The significance of this milestone should not, however, be overstated. Unlike the Labour party, the Conservatives do not really have an internal regime governed by rigid rules. The one-year grace period for a new leader is simply a rule adopted by the 1922 Committee of backbench MPs, and they could dispose of it simply by changing their minds.

In truth, Badenoch’s leadership is in a sort of twilight zone. Whatever glow surrounded her early days as leader has long since faded, dimmed by the slide in the polls that began immediately upon the conclusion of last year’s leadership contest and extinguished completely by the rout at the local elections in May.

A good party conference in Manchester has done little to change this trajectory. It certainly staved off any immediate panic, but it didn’t tell the Tories anything they didn’t know already – to wit, that Badenoch can use the spotlight to good effect when events point it at her.

The much more important question was whether she had the ability or the appetite to win the spotlight in the modern media’s fiercely competitive attention economy, and this she has so far failed to do. A year ago, this looked like a basic misjudgment – that the party could afford to take its time with five years until the next election – but nor has she been able to pick up any momentum from conference, with the Tories falling back off the media’s radar during October.

All of this is reflected in the polls, which tell a story that would make life difficult for any leader. After last year’s general election the Conservatives gained on Labour until November, then went into an immediate slide. Reform UK overtook the Tories’ average polling in January, and a couple of months later there was a much sharper collapse as Nigel Farage’s party picked up lots of Tory switchers.

Badenoch has since stabilised her polling. But it has plateaued only at the same level at which the Conservatives lost two-thirds of all the seats they were defending in the most recent local elections, and that is a full seven points down from the position she inherited last November.

In light of all that, and the modern Tory party’s penchant for regicide, it is perhaps surprising that her leadership appears as stable as it does.

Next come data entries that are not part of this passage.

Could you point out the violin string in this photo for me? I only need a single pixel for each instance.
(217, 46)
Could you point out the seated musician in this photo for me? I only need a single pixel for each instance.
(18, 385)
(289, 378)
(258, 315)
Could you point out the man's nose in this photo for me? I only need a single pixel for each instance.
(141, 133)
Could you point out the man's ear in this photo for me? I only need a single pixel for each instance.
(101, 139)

But one by one, the buttresses that have propped it up are starting to crack.

First, there was the perfectly fair argument that any new leader needed time to make their mark; her first anniversary probably signifies the expiry date of that one. Second was the concern that the party really needed to stop disposing of leaders quite so quickly. But it is far less momentous to replace a leader of the opposition than a prime minister, and this concern is likewise losing its potency.

Perhaps the most important one remaining, at least for the critical MPs who make up the swing votes, is the want of an alternative. Badenoch secured the leadership in part by adroitly positioning herself to MPs as “not Robert Jenrick”, and to those MPs that remains the core of her appeal.

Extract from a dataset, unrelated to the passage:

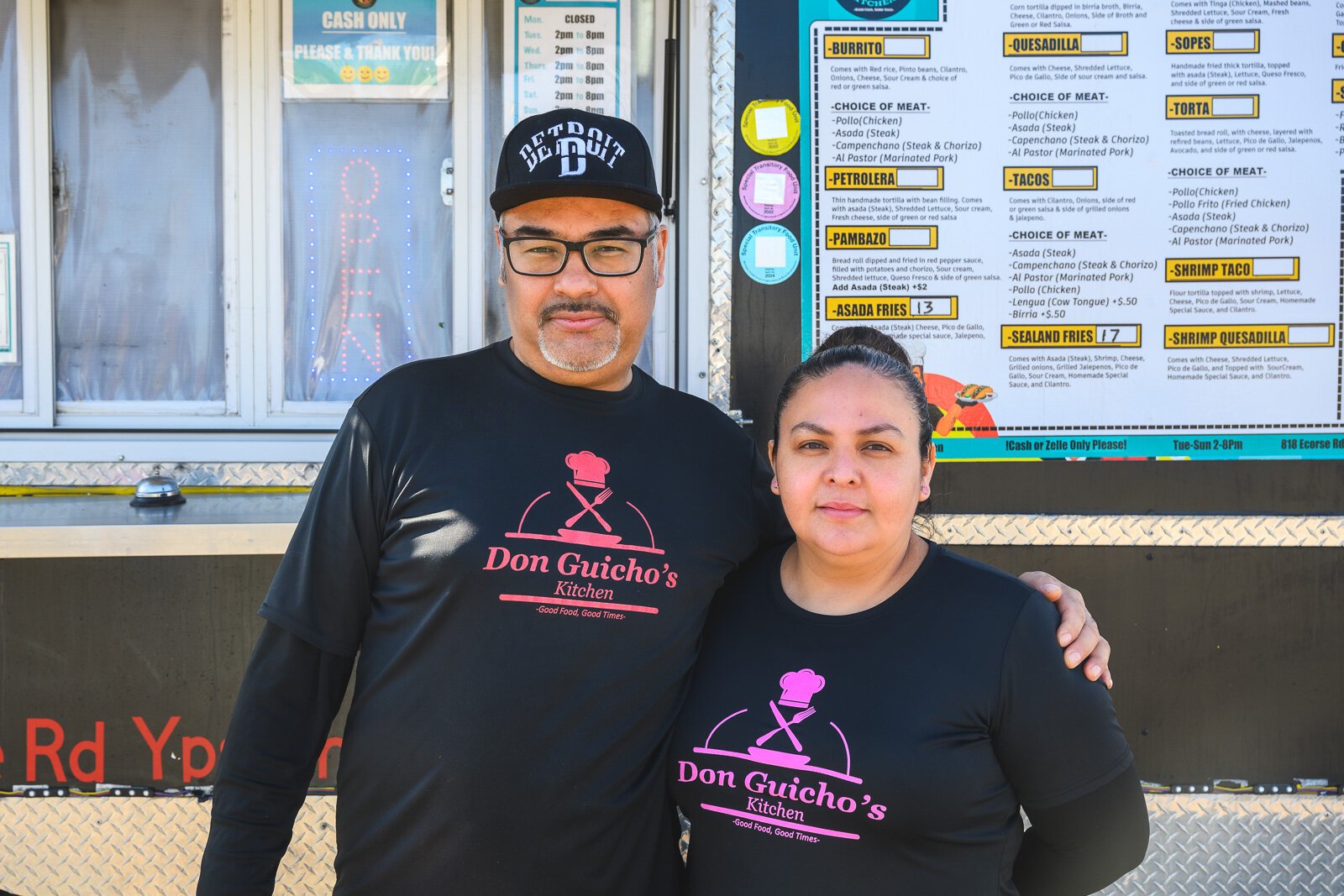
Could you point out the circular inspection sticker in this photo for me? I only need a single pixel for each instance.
(770, 127)
(769, 254)
(769, 190)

But even that is losing its force. The problem is that while “not Robert Jenrick” was a majority proposition, it was also a fundamentally negative one. By sticking to bromides about Tory “values” and refusing to offer her own diagnosis of what went wrong between 2010 and 2024, Badenoch assembled a coalition that doesn’t agree on anything.

She’s now in a vice: every move she makes towards Jenrick’s policy positions, such as on the European convention on human rights, reduces the case for these MPs to stand by her. But neither they nor she has an alternative case to make. What was once said of the Labour right in the 1970s is equally true of today’s Tory centrists: “They had principles, and they had preferences, but they had no ideas.”

Unhappily for Badenoch, the main buttress to her leadership today is the looming shadow of next year’s local elections. On current polling they would be just as brutal as this year’s, and risk gutting the party’s representation not just in another swath of English local government, but in the Scottish and Welsh parliaments too.

The basic political calculation of the overwhelming majority of those Conservatives who have despaired of her leadership is simple: that it is better for them if Badenoch owns those elections. The sand in the timer runs out in May.